March Wins "Cruelest Month 2012"

NARGS Annual/Western Study Meeting March 9-11 2012

On the road to the Bellevue Botanic Alpine Rock Garden
We arrived early for the NARGS Study Weekend entitled "Stop the Car", full of hope for mild spring weather on the tour of the pre-conference garden visits. First stop was Bellevue Botanic Garden. Clouds surrounded us but I thought the weather might be called hopeful. Granted, it did not take much to inspire me since home was covered with several inches of ice and snow as I left. And storm coats were shed!
Bellevue Botanic Alpine Garden
Alpine Rock Garden sign
My friend Anne had been following the progress of this Alpine Garden with great interest for many years. I remembered seeing the original plans back in the '90ies, but had not heard much about it recently. NARGS member Micheal Moshier had drawn up the plans and supervised the installation. (Remember Roy Davidson's splendid little book Lewisias ? Micheal was the illustrator.)
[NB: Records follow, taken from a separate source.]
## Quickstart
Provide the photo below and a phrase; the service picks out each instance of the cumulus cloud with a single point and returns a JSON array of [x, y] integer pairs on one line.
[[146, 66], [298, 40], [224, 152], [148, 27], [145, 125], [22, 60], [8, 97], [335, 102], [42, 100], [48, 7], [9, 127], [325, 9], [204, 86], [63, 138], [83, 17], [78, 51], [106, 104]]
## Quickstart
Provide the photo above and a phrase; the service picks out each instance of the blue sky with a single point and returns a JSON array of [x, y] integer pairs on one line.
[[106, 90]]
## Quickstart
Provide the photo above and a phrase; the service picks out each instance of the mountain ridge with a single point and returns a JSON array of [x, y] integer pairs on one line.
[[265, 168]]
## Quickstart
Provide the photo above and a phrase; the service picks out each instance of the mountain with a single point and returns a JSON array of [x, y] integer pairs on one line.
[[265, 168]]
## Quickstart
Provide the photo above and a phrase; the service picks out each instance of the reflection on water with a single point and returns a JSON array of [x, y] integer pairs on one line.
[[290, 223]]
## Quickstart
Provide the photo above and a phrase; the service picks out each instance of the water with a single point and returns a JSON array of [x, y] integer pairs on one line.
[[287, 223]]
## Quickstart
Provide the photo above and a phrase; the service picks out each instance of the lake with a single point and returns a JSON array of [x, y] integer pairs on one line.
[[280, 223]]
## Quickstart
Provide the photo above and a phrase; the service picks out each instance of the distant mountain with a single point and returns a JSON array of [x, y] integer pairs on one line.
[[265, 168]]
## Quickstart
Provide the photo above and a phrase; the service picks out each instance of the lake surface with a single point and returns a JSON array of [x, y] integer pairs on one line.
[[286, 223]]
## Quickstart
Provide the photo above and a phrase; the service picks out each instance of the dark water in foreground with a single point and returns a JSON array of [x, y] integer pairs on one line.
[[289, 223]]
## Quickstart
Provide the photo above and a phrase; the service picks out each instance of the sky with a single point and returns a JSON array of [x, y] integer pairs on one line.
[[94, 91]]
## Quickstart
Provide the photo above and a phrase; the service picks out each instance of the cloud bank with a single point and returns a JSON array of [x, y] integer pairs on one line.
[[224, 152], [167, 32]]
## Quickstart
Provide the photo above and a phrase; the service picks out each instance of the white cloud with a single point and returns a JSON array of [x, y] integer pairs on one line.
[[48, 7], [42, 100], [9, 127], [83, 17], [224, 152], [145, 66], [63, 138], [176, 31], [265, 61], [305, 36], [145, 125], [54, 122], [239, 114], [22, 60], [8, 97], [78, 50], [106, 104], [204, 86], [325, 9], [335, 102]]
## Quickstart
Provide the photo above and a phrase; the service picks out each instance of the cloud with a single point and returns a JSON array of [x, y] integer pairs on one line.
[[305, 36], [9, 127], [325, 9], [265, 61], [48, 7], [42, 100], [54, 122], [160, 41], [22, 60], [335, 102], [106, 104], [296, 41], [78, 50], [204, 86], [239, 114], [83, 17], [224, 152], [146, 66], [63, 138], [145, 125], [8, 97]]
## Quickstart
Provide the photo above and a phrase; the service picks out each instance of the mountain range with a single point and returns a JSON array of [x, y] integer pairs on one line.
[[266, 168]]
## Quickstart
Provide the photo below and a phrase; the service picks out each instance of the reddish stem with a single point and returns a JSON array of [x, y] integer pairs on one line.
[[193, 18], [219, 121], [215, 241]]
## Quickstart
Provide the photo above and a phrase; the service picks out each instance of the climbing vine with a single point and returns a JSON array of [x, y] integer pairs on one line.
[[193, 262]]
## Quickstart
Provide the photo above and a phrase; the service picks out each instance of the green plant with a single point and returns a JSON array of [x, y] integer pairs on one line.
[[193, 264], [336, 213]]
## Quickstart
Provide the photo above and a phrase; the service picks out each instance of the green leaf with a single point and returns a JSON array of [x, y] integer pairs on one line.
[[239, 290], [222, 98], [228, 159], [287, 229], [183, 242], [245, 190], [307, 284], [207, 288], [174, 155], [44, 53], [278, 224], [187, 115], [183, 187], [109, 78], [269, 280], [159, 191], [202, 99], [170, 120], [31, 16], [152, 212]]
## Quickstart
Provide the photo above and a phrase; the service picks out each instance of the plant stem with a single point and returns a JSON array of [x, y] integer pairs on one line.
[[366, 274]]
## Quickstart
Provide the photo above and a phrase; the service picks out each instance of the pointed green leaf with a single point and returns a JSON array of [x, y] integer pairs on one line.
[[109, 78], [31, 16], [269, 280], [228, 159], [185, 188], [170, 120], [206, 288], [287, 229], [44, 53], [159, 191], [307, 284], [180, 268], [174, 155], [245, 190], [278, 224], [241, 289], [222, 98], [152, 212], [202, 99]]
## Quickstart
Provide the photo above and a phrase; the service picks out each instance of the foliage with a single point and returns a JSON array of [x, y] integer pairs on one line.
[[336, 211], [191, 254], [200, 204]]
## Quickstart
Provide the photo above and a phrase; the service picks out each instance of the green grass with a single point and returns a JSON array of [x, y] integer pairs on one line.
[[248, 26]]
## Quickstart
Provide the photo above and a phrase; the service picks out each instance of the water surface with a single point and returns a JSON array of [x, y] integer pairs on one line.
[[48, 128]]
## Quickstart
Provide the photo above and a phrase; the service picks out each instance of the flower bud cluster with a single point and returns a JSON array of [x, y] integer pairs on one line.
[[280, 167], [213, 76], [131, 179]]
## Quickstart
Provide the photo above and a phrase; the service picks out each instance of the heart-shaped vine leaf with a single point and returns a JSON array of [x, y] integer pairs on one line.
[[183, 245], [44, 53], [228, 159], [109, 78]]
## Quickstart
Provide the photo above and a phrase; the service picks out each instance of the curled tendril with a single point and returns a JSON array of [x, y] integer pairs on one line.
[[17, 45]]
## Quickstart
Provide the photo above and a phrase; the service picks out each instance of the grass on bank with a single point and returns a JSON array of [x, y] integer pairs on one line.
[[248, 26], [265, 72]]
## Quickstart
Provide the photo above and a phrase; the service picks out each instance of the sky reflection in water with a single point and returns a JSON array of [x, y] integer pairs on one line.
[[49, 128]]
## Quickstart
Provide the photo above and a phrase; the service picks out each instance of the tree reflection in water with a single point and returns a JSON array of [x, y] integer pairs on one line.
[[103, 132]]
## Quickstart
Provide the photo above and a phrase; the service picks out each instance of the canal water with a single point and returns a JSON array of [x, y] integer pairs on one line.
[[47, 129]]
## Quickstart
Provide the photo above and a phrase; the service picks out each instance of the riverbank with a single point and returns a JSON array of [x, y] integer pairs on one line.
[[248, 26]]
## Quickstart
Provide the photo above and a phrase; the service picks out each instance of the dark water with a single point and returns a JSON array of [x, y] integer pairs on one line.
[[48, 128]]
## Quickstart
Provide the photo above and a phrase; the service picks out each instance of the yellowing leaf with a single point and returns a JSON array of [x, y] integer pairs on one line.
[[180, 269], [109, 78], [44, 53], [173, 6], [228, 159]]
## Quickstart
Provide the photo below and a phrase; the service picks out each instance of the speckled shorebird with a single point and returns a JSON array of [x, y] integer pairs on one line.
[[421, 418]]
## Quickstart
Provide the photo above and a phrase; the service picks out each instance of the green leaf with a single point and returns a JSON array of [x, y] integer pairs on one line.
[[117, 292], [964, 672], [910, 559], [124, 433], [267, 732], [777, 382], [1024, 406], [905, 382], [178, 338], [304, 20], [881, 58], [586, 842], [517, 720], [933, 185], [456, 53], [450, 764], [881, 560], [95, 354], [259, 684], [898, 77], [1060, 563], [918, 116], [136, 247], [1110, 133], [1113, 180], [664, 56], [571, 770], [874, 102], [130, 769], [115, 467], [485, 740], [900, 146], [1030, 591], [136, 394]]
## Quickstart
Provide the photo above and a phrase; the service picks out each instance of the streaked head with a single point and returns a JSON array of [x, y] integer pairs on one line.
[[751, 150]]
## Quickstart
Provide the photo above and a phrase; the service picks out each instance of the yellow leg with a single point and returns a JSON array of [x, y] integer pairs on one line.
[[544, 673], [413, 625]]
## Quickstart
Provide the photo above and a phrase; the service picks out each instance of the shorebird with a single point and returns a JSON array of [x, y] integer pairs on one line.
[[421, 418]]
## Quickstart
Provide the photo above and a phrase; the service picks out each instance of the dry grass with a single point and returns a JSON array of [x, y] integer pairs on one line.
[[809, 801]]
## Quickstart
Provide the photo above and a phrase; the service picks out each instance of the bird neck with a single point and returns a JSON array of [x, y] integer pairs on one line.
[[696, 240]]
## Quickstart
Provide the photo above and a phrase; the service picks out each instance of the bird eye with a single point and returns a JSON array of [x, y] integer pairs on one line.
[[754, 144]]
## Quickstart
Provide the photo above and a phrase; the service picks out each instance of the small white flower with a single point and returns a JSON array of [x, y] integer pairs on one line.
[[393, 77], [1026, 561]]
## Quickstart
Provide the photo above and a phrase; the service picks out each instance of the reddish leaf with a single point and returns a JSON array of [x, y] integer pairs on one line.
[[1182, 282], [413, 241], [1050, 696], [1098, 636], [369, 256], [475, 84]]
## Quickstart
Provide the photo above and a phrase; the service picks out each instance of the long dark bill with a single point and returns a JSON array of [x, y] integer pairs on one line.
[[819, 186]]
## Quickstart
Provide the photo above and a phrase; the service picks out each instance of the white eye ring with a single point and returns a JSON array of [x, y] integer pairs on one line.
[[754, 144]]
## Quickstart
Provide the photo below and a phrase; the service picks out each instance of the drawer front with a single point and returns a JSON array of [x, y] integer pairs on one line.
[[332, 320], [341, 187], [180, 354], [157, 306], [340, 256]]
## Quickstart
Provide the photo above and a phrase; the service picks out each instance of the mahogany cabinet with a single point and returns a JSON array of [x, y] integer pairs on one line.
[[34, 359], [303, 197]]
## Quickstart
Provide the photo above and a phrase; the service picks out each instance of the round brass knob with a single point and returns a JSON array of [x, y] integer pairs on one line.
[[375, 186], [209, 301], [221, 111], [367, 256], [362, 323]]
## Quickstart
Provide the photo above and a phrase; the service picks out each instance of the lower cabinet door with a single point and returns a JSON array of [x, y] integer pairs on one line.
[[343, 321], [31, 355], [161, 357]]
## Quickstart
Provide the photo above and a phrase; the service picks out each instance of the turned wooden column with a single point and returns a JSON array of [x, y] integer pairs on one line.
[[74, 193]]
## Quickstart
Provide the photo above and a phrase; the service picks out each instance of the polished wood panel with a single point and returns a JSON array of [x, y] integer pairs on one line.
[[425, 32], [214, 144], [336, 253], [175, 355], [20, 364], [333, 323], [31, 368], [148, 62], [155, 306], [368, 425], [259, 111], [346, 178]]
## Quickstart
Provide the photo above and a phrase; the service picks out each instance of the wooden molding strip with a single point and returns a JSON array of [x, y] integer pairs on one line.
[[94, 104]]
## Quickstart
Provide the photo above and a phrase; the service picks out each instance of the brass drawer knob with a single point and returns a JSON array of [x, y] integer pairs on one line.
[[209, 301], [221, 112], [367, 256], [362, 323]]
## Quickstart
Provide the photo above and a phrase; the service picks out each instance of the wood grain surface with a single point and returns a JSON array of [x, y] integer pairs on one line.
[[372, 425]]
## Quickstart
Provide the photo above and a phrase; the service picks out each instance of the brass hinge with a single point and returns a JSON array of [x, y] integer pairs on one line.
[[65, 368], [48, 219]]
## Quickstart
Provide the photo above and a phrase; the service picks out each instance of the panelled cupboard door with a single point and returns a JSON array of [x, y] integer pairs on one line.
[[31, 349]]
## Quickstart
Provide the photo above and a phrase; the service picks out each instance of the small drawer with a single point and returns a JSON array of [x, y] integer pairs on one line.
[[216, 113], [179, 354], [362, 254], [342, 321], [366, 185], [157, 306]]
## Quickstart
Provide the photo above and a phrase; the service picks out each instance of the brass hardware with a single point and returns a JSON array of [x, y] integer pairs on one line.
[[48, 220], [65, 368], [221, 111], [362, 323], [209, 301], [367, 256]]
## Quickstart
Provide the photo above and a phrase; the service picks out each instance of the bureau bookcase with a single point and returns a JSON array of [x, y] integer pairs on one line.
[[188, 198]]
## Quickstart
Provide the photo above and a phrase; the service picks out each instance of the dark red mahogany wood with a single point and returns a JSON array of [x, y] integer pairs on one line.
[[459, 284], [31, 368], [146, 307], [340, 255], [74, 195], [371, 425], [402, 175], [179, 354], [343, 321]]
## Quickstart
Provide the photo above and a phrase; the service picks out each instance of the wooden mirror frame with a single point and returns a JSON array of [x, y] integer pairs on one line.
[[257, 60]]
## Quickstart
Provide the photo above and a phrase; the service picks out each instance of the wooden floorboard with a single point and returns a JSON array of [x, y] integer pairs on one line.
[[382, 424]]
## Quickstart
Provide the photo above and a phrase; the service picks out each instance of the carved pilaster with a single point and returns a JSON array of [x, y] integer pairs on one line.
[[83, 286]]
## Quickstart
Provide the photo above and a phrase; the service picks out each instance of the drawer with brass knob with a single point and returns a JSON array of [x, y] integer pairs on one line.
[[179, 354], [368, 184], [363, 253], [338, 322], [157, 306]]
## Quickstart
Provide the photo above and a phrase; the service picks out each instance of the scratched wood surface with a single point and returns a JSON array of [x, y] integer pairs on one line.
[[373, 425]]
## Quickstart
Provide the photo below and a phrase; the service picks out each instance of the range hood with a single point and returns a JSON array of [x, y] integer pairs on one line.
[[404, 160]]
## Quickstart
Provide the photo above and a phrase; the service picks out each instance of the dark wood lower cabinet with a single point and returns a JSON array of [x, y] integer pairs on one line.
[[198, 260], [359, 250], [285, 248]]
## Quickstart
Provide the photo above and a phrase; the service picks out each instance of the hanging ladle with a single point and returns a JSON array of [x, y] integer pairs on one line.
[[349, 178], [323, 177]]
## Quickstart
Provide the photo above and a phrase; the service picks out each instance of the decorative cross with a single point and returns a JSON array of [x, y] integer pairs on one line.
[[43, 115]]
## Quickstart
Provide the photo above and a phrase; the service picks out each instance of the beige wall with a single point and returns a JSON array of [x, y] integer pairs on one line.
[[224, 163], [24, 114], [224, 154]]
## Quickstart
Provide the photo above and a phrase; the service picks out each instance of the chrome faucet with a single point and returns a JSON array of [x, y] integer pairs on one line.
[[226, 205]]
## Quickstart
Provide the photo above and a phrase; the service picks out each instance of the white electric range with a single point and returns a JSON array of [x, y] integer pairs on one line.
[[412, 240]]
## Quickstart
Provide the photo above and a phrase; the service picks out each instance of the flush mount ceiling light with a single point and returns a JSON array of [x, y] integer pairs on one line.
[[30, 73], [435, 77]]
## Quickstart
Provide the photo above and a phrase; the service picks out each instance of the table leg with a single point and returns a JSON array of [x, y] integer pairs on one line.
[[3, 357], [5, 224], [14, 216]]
The Rock Garden -what a grand place! Though we beheld it a few weeks before the spring flush of growth, the winter bones were enough. We were thrilled. Things were opening...

Down the garden path
As I recall, the garden began as a rock outcropping, focusing on rare plants. It was quite unconventional for the rock gardening world. Sometime later, vertical additions were made, resembling more of a Kew like standard. Now it is a settled garden: shrubs and trees classically framed a half circle of paths meandering through reclining rocks. There are many vertical features.

Winter garden bones flanked by narcissus
There was plenty of color, albeit for the most part earth tones. Erica was everywhere, providing sustenance for the few bugs that were out. Bulbs were just up, dotting the landscape.
Buns softening the rock garden
By this stage in the garden's life, plantings are large enough to drape and flow. There were the usual suspects, mostly common ones to take the thrashing of the crowds. While it is very difficult to keep extra choice species in a public garden, the gardeners made up for it by superbly growing the what they had.

A variety of daphnes at the base
Lucky for Bellevue to have Rick Lupp (Mt Tahoma Nursery, who does amazing things propagating daphne) live so nearby. As one might expect, there were many, very nice daphne sprinkled about. We encountered the curator trimming them back as we progressed down the path.
Exit to the Perennial Garden
Bellevue WA has its own share of weather woes, as do we all. Many of the rhodies were out when they had killing temperatures. And it was funny to think of the season not to be late enough for the rock garden, but just right for the perennial garden show. But we took the curator's word and made an exit stage right. And yes, what I would have called a woodland garden was in progress. But more on that at another time.

Hard Freeze Tonight

Hepatica x transylvanica opened soon after my return, but did not last long in the heat
 Tonight, two weeks later back at home, we are about at the point of the Bellevue Garden. And we are expecting our first hard freeze in almost a month. After I flew back, I did not bother to unearth my storm coat - until today. My first job upon return was to cover the greenhouse with shade cloth - in March! All last week it was short sleeve weather. Rod started putting in the patio stone to finish off the crevice gardens and got a sunburn for his efforts.
Helleborus thibetanus opened later in the week
Everything sprouted simultaneously, from Corydalis solida to Helleborus thibetanus to the sax bed. And tonight they issued warnings for a hard freeze. At dinner it was already freezing outside. I guess this is what the Bellevue Garden lived through. Keep your fingers crossed!
Jeffersonia dubia seems prepared while J. diphylla 's head is not even out of bed
Saxes add some color to the gray days of March
Saxifraga oppositifolia - will it frost kill?